An organisation that monitors Prevent, the UK government’s controversial programme to stop people getting drawn into terrorism, has warned of a defamation action against the Home Office before a review into the strategy.

Prevent Watch, which has supported 600 individuals it says have wrongly been affected by Prevent, sent a formal letter to the department threatening legal action.

The government’s Prevent programme has attracted criticism because some of those targeted have later been found to have no links to terrorism or radicalisation while others who have gone on to commit such acts have not been identified and diverted by the programme.

Critics fear the programme stifles open debate, especially among young people, about issues such as radical ideologies. Some innocent remarks have been interpreted wrongly as indicators of an intention to commit acts of terror.

In January 2021, the government appointed William Shawcross to conduct an independent review into Prevent. The much-delayed review, initially due to be published at the end of 2021, is yet to see the light of day.

Some media have reported the delay is due to fears that the government could get sued for potentially libellous references to organisations critical of the Prevent programme.

Prevent Watch has launched the legal action because of fears that the organisation is listed in Shawcross’s unpublished review, which has been shared with some media outlets, in a libellous way as being supportive of Islamic extremism because it opposes the Prevent programme.

Shawcross is a senior fellow at Policy Exchange, which criticised Prevent Watch in a report published last April entitled Delegitimising Counter-Terrorism. In this report, a foreword suggested that those raising concerns about Prevent are “enabling terrorism”.

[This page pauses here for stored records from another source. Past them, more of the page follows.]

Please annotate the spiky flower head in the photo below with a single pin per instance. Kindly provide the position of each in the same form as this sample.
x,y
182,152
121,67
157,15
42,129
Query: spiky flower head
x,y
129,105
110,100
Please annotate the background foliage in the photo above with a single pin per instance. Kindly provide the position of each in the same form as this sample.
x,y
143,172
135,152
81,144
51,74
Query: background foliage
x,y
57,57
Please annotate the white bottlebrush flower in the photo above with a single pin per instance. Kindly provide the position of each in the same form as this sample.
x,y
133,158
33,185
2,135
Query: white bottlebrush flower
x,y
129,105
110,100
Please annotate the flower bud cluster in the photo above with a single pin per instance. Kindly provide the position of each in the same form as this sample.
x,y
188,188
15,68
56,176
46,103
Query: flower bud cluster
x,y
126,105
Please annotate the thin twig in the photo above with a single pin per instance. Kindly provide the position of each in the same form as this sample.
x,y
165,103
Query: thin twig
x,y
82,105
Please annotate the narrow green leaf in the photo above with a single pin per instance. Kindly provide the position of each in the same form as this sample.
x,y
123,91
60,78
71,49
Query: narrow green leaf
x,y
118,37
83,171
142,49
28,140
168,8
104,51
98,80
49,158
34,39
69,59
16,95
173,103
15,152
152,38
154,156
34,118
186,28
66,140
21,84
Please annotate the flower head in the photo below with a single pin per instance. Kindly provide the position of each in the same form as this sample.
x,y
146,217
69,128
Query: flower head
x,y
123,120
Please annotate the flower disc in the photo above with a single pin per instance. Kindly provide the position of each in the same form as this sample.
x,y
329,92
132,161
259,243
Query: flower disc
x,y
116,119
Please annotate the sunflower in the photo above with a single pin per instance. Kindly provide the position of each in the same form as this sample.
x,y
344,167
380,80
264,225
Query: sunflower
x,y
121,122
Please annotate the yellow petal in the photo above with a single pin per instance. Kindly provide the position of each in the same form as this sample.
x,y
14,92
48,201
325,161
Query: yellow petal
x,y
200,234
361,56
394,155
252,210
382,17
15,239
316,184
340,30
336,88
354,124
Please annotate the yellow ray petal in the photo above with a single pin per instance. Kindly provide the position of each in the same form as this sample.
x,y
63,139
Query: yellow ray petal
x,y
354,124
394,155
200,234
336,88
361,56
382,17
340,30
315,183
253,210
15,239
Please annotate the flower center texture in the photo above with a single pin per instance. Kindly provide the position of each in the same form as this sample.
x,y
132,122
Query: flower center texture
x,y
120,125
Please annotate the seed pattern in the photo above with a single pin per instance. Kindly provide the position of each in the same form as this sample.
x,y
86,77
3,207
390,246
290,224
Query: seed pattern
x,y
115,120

Leaked extracts of Shawcross’s Prevent review reported by the Guardian highlight his view that Prevent is too focused on rightwing extremism and instead should focus more on Islamic extremism.

Dr Layla Aitlhadj, the director of Prevent Watch, says she believes it is likely their organisation has been named in Shawcross’s review as one of those critical of the Prevent programme who are responsible for spreading Islamic extremism, a claim which, if it is made in Shawcross’s review, she says is seriously defamatory.

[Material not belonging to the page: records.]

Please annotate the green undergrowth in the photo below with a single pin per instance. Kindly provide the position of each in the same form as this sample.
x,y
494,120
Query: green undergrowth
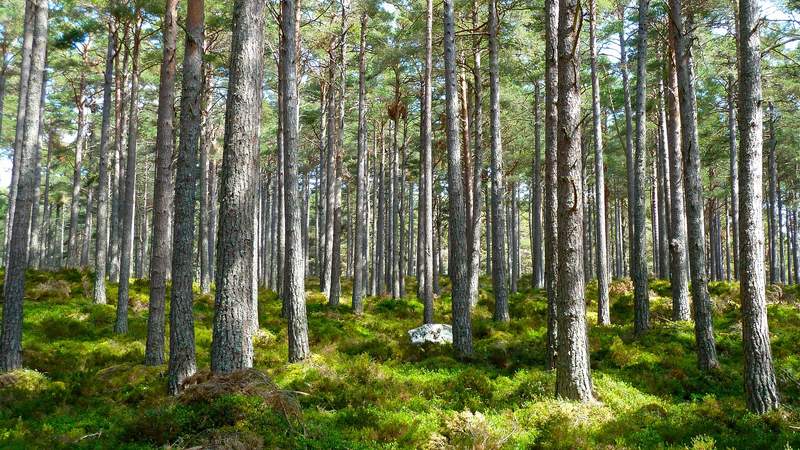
x,y
367,387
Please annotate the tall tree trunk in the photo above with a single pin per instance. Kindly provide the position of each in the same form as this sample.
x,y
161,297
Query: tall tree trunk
x,y
81,104
182,363
101,243
127,205
458,264
551,177
359,284
773,198
14,288
427,170
499,287
206,141
704,332
232,344
732,145
641,297
662,188
603,312
759,376
295,276
162,200
679,268
29,29
537,257
573,379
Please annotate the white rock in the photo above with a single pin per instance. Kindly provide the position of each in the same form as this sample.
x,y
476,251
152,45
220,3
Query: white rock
x,y
436,333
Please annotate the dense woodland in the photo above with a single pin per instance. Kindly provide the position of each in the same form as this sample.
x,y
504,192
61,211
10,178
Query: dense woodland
x,y
223,218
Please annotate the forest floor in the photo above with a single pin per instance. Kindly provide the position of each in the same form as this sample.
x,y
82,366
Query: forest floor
x,y
367,387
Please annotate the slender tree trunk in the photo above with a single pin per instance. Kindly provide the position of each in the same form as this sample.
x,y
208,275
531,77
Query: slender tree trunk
x,y
458,264
759,376
637,205
80,143
359,284
232,344
295,276
101,243
427,170
573,379
603,312
29,29
704,332
127,205
679,267
14,288
162,200
537,259
773,198
499,287
551,177
181,320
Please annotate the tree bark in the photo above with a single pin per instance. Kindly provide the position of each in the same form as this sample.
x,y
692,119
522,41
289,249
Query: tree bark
x,y
101,243
704,332
499,286
677,246
162,201
232,344
427,170
458,264
603,312
295,276
14,288
182,363
551,177
641,297
359,284
127,204
573,379
759,376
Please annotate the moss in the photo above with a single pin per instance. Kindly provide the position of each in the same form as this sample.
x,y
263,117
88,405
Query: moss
x,y
367,387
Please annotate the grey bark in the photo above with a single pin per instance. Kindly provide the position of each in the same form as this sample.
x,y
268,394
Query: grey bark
x,y
703,326
458,264
359,283
427,171
678,243
637,205
551,177
537,259
573,379
101,243
603,312
232,344
759,375
499,287
14,288
295,276
162,200
181,364
127,204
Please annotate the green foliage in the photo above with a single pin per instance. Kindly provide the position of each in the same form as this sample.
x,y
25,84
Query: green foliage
x,y
367,387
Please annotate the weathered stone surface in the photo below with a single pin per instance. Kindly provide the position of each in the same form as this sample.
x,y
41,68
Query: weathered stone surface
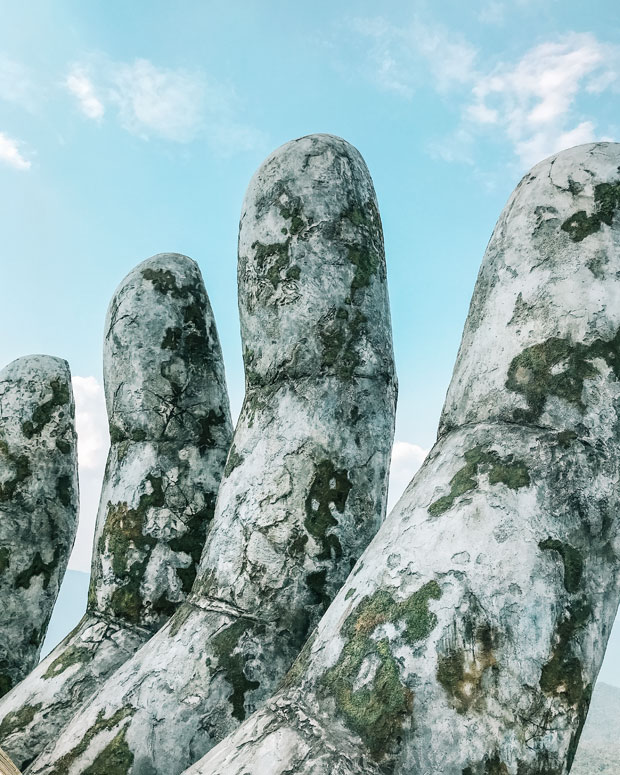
x,y
305,483
38,504
469,635
171,430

The legal letter calls on the Home Office to remove any defamatory references to Prevent Watch that may be contained in Shawcross’s review. The letter warns that copies of the report leaked to the media may have contained critical references to Prevent Watch and so may have already libelled them.

It adds that in order to avoid full defamation proceedings any references to Prevent Watch included in Shawcross’s report must be removed.

“We understand it is likely that we have been named as part of this ‘list”’,” the legal letter states.

Aitlhadj said: “Our important civil society work, based on hundreds of cases of people adversely and unfairly targeted by Prevent, will not be silenced in this way. Our pre-action letter to the Home Office makes it clear they have a responsibility to act. They should not only remove any defamatory statements in the Shawcross report, but they must ensure the contents are within the stated purpose of the independent review, and publish their report without further delay, to avoid liability and allow for public scrutiny.”

Prevent Watch was one of more than 500 organisations and individuals that boycotted Shawcross’s review due to controversial comments he has made about Islam in the past.

A government spokesperson said: “The government is currently reviewing the recommendations of the independent review and will publish the report and our response in due course. It is only right that the government takes the time to prepare and deliver a considered response.”